She might still be gsd, but more as god mix and not full. If you saw the mom and the rest of the puppies than you know who the mom is the actual mom, did they have any other dogs on site? She does really resemble a kelpie and could be the mom who she also kind of resembles and a kelpie.

GSDs are very popular and the "breeder" or wherever you got her probably just wanted some money and can sell full GSDs for a lot more money than kelpiex or gsdx, might have been an accident like others have said and there are two fathers or they had no idea that there was two fathers and actually thought that they were all shepherds

you have a beautiful dog even though she looks to me mixed or kelpie


----------



## onyx'girl (May 18, 2007)

CrazyK9Dad said:


> Wow! She does resemble a Kelpie! Guess I dont have a gsd after all...bummed...

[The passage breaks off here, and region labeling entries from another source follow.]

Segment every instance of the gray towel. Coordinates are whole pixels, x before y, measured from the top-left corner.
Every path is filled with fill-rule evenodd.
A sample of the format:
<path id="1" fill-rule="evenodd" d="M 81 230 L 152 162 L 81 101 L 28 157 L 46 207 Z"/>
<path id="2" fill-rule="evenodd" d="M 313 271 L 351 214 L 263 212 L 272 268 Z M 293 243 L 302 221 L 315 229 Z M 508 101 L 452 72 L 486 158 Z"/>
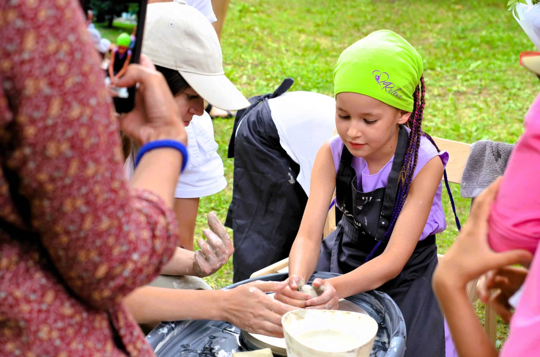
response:
<path id="1" fill-rule="evenodd" d="M 513 149 L 514 145 L 491 140 L 473 144 L 461 176 L 461 196 L 474 198 L 502 176 Z"/>

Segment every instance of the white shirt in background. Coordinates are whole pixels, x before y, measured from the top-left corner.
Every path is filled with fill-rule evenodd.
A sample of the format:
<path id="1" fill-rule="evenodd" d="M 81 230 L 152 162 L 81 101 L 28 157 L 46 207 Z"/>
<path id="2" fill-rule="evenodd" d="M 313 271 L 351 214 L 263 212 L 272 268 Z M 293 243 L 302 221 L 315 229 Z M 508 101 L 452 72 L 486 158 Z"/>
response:
<path id="1" fill-rule="evenodd" d="M 186 5 L 195 8 L 202 13 L 211 24 L 218 20 L 214 13 L 214 9 L 212 8 L 212 2 L 210 0 L 184 0 Z"/>
<path id="2" fill-rule="evenodd" d="M 217 193 L 227 186 L 223 161 L 218 154 L 218 143 L 214 140 L 212 118 L 206 112 L 193 115 L 187 133 L 187 166 L 178 178 L 174 197 L 193 198 Z M 134 159 L 132 154 L 124 165 L 128 177 L 133 175 Z"/>
<path id="3" fill-rule="evenodd" d="M 268 99 L 279 142 L 300 165 L 296 177 L 309 196 L 311 170 L 317 152 L 335 128 L 335 100 L 313 92 L 287 92 Z"/>

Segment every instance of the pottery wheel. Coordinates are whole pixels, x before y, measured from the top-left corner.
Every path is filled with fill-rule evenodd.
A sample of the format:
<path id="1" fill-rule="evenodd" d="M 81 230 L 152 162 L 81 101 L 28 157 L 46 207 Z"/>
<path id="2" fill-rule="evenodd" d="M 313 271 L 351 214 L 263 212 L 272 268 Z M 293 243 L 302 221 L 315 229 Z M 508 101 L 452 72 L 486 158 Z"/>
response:
<path id="1" fill-rule="evenodd" d="M 270 294 L 273 296 L 273 294 Z M 342 311 L 352 311 L 368 314 L 364 309 L 354 303 L 345 299 L 341 299 L 339 300 L 339 308 L 338 310 Z M 252 347 L 254 349 L 270 348 L 274 355 L 286 357 L 287 348 L 285 345 L 285 339 L 250 333 L 243 330 L 241 334 L 244 341 L 247 345 L 251 345 L 249 347 Z"/>

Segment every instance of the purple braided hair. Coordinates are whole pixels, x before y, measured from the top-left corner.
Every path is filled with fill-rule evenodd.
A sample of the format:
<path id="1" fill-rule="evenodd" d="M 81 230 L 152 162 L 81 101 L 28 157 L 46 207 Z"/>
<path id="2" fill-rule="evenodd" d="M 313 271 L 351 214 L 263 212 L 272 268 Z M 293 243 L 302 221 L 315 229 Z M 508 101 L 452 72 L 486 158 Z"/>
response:
<path id="1" fill-rule="evenodd" d="M 416 86 L 416 89 L 413 98 L 414 99 L 413 113 L 409 117 L 409 120 L 407 120 L 407 126 L 410 129 L 410 133 L 409 134 L 409 145 L 405 153 L 403 164 L 401 166 L 401 171 L 398 178 L 397 192 L 396 194 L 396 200 L 394 204 L 392 217 L 388 225 L 388 228 L 384 235 L 383 236 L 382 239 L 373 248 L 373 250 L 366 259 L 366 262 L 373 257 L 383 242 L 386 242 L 390 238 L 390 235 L 392 234 L 394 226 L 397 220 L 397 217 L 401 213 L 401 209 L 403 208 L 403 204 L 404 204 L 405 200 L 407 200 L 409 194 L 410 184 L 413 181 L 413 176 L 414 174 L 414 170 L 418 162 L 418 152 L 420 148 L 420 139 L 422 136 L 424 135 L 428 139 L 437 149 L 437 152 L 441 151 L 431 137 L 422 131 L 422 120 L 423 119 L 424 107 L 426 106 L 426 84 L 424 82 L 423 76 L 420 78 L 420 85 Z M 454 203 L 454 198 L 452 197 L 451 193 L 450 191 L 446 170 L 444 171 L 444 183 L 448 191 L 450 202 L 452 204 L 452 209 L 455 216 L 456 224 L 457 225 L 457 229 L 460 229 L 460 221 L 456 214 L 455 205 Z"/>

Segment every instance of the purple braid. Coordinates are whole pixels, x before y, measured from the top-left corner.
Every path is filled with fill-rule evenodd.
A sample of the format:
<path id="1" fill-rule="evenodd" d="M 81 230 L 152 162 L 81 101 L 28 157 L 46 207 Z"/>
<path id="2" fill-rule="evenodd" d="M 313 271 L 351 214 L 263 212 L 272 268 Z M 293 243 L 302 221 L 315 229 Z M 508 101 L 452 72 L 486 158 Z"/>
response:
<path id="1" fill-rule="evenodd" d="M 375 252 L 379 250 L 383 242 L 387 242 L 394 229 L 397 217 L 401 212 L 403 204 L 409 194 L 409 189 L 413 181 L 413 176 L 414 170 L 416 168 L 418 162 L 418 151 L 420 148 L 420 138 L 423 132 L 422 131 L 422 120 L 423 118 L 424 107 L 426 106 L 426 85 L 424 83 L 424 77 L 420 78 L 420 85 L 416 86 L 416 90 L 413 95 L 414 103 L 413 112 L 407 120 L 407 125 L 410 129 L 409 134 L 409 145 L 403 158 L 403 162 L 401 166 L 401 171 L 398 178 L 397 192 L 396 194 L 395 202 L 394 204 L 394 210 L 392 211 L 392 217 L 390 219 L 388 228 L 383 236 L 381 240 L 379 242 L 375 248 L 366 259 L 367 262 L 370 259 Z"/>
<path id="2" fill-rule="evenodd" d="M 426 84 L 424 82 L 423 76 L 420 78 L 420 85 L 416 86 L 416 90 L 415 91 L 413 99 L 414 100 L 413 105 L 413 111 L 407 122 L 407 126 L 410 129 L 410 133 L 409 134 L 409 145 L 405 153 L 403 163 L 401 166 L 401 171 L 398 178 L 397 192 L 396 194 L 396 200 L 394 204 L 394 210 L 392 211 L 392 218 L 388 225 L 388 229 L 384 235 L 383 236 L 382 239 L 375 245 L 375 248 L 366 258 L 366 262 L 373 257 L 382 242 L 386 242 L 389 239 L 394 226 L 397 220 L 397 217 L 401 212 L 401 209 L 403 208 L 403 204 L 409 194 L 410 184 L 413 181 L 413 176 L 414 175 L 414 170 L 418 162 L 418 152 L 420 148 L 420 139 L 422 136 L 424 135 L 429 139 L 435 147 L 437 152 L 441 152 L 431 137 L 422 131 L 422 120 L 424 116 L 424 107 L 426 106 Z M 448 192 L 448 195 L 450 196 L 450 201 L 452 204 L 452 210 L 454 211 L 454 215 L 456 219 L 456 224 L 457 225 L 458 230 L 460 230 L 461 228 L 460 220 L 456 213 L 456 207 L 452 194 L 450 190 L 446 169 L 443 175 L 444 183 Z"/>
<path id="3" fill-rule="evenodd" d="M 409 117 L 407 123 L 410 129 L 410 133 L 409 134 L 409 146 L 403 159 L 401 172 L 400 174 L 400 176 L 402 177 L 401 184 L 399 184 L 397 187 L 392 218 L 388 229 L 383 237 L 383 241 L 389 238 L 388 236 L 391 234 L 397 217 L 401 212 L 401 209 L 409 195 L 410 184 L 413 182 L 413 176 L 414 174 L 415 169 L 416 168 L 416 163 L 418 162 L 418 152 L 420 148 L 420 138 L 422 135 L 422 120 L 424 116 L 424 107 L 426 106 L 426 84 L 423 77 L 421 77 L 420 86 L 416 87 L 414 94 L 414 114 Z"/>

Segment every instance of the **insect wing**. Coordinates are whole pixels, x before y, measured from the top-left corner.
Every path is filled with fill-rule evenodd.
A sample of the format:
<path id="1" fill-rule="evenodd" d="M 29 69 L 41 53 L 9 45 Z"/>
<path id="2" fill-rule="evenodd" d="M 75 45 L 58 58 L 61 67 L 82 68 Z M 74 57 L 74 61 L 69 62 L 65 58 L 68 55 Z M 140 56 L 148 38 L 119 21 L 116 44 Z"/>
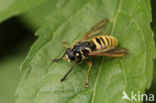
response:
<path id="1" fill-rule="evenodd" d="M 100 52 L 90 52 L 89 56 L 109 56 L 109 57 L 122 57 L 128 53 L 127 49 L 115 48 L 109 51 L 100 50 Z"/>
<path id="2" fill-rule="evenodd" d="M 95 24 L 84 36 L 84 40 L 90 39 L 93 36 L 101 34 L 106 28 L 109 20 L 107 18 Z"/>

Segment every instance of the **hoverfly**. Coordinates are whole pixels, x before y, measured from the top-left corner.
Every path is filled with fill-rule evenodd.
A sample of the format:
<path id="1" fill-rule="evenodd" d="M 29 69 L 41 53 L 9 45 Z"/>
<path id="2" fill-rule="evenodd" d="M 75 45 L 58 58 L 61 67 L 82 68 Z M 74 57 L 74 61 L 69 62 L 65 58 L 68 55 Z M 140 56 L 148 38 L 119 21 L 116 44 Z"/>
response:
<path id="1" fill-rule="evenodd" d="M 92 63 L 88 57 L 90 56 L 109 56 L 109 57 L 122 57 L 128 53 L 127 49 L 118 47 L 118 41 L 113 36 L 108 36 L 106 33 L 102 35 L 109 20 L 103 19 L 94 25 L 80 41 L 76 40 L 71 47 L 66 42 L 64 46 L 67 48 L 61 58 L 55 58 L 53 61 L 67 60 L 68 62 L 75 61 L 69 71 L 60 80 L 65 80 L 68 74 L 72 71 L 73 67 L 80 64 L 81 61 L 86 60 L 89 66 L 86 74 L 86 87 L 88 87 L 88 75 L 92 67 Z M 100 35 L 101 34 L 101 35 Z"/>

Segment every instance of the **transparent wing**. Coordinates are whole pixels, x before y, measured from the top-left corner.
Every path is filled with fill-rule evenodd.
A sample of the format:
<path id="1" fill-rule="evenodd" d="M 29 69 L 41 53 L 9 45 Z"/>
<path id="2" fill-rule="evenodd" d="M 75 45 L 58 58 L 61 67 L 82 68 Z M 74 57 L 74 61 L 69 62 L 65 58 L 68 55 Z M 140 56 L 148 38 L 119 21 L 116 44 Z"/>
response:
<path id="1" fill-rule="evenodd" d="M 127 49 L 124 48 L 115 48 L 111 50 L 100 50 L 95 52 L 90 52 L 88 55 L 90 56 L 109 56 L 109 57 L 122 57 L 128 53 Z"/>
<path id="2" fill-rule="evenodd" d="M 106 28 L 109 20 L 107 18 L 95 24 L 84 36 L 84 40 L 90 39 L 93 36 L 101 34 Z"/>

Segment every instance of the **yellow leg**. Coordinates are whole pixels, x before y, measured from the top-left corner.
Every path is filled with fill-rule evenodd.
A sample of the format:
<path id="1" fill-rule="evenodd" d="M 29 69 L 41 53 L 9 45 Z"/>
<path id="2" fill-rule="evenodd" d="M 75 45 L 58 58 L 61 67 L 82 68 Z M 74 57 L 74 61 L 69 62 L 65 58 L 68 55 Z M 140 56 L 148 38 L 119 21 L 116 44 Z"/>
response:
<path id="1" fill-rule="evenodd" d="M 90 69 L 92 67 L 92 62 L 90 60 L 87 60 L 87 64 L 88 64 L 89 68 L 88 68 L 88 71 L 86 74 L 86 87 L 88 87 L 88 75 L 89 75 Z"/>

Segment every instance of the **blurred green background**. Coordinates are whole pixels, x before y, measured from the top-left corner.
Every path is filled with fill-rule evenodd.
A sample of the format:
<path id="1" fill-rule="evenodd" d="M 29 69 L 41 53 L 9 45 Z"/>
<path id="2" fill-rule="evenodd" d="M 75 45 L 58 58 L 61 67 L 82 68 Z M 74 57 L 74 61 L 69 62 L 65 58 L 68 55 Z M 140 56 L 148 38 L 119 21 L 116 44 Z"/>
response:
<path id="1" fill-rule="evenodd" d="M 156 33 L 156 0 L 151 0 L 151 5 L 151 27 Z M 0 24 L 0 103 L 15 101 L 15 91 L 23 74 L 19 69 L 20 64 L 37 39 L 34 36 L 35 31 L 46 22 L 48 13 L 55 10 L 55 6 L 56 0 L 48 0 L 31 11 Z M 153 82 L 146 92 L 156 95 L 156 60 L 154 67 Z"/>

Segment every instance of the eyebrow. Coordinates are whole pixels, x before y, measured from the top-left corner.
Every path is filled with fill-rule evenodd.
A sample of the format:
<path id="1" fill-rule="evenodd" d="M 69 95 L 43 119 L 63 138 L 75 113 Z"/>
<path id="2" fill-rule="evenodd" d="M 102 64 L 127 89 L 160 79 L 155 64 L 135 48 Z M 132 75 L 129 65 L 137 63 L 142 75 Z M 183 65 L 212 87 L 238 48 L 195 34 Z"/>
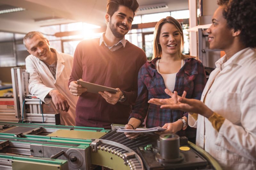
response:
<path id="1" fill-rule="evenodd" d="M 42 40 L 41 40 L 41 41 L 39 41 L 39 42 L 38 42 L 38 43 L 37 43 L 37 45 L 39 45 L 39 44 L 40 43 L 41 43 L 41 42 L 44 42 L 44 41 L 42 41 Z M 32 46 L 32 47 L 31 47 L 30 48 L 30 51 L 32 51 L 32 50 L 33 50 L 33 48 L 36 48 L 36 47 L 35 47 L 35 46 Z"/>
<path id="2" fill-rule="evenodd" d="M 175 32 L 180 32 L 179 31 L 179 30 L 177 30 L 177 31 L 175 31 L 173 32 L 173 33 L 175 33 Z M 162 34 L 169 34 L 169 32 L 163 32 L 163 33 L 162 33 Z"/>
<path id="3" fill-rule="evenodd" d="M 124 16 L 124 17 L 126 17 L 127 16 L 126 14 L 124 14 L 123 12 L 119 12 L 119 13 L 118 13 L 118 14 L 120 14 L 120 15 L 123 15 L 123 16 Z M 129 17 L 129 19 L 131 19 L 132 21 L 133 20 L 133 18 L 132 18 L 131 17 Z"/>

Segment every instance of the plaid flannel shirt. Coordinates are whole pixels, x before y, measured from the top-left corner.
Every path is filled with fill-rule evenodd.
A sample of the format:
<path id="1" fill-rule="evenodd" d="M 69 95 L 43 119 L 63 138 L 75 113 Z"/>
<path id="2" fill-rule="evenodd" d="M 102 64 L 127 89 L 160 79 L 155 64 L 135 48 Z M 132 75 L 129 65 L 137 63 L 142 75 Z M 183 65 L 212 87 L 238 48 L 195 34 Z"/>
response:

Kelpies are great dogs... I love their athleticism and work ethic. I fostered a black Kelpie x and fell in love with him. But he had issues with men and I couldn't permanently adopt him. It broke my heart to have to let him go to another foster. Structurally they are so sound, nice tight feet, and would make a great SAR or agility dog. 
I would be pleased if I were you(as long as you didn't pay huge bucks for her) Her parents do look GSD, wonder if there was an ooops breeding while she was in heat and it is a dual sired litter?


----------



## CrazyK9Dad (Feb 6, 2016)

Its really not a big deal, she is actually amazing! My friend has a GSD her same age and she is a lot bigger and slower with that couch potato energy. The american showline type. Other dogs have a hard time keeping up with my girl. She is agile, alert , friendly to both people and dogs, protective, fast and incredibly smart she actually tries to outsmart us sometimes. I dont regret getting her from a backyard breeder, I consider myself lucky she is apart of my family.


----------



## LittleBear (Apr 1, 2016)

I see Kelpie too, particularly that ear-to-ear grin, fabulous :wub: and great attitude on your part in just seeing what your girl can do and who she is, regardless of her breed. My best friend in Australia has a Kelpie x Jack Russell terrier. Now that's a fun girl, I love her almost as much as my GSD, but don't tell him that >


----------



## Dotbat215 (Aug 19, 2015)

:smile2:This is my bicolor gsd mix with a short, tight coat....








Though he has a short coat there's still plenty of hair to vacuum. Wouldn't trade him for anything. I like gsd mixes


----------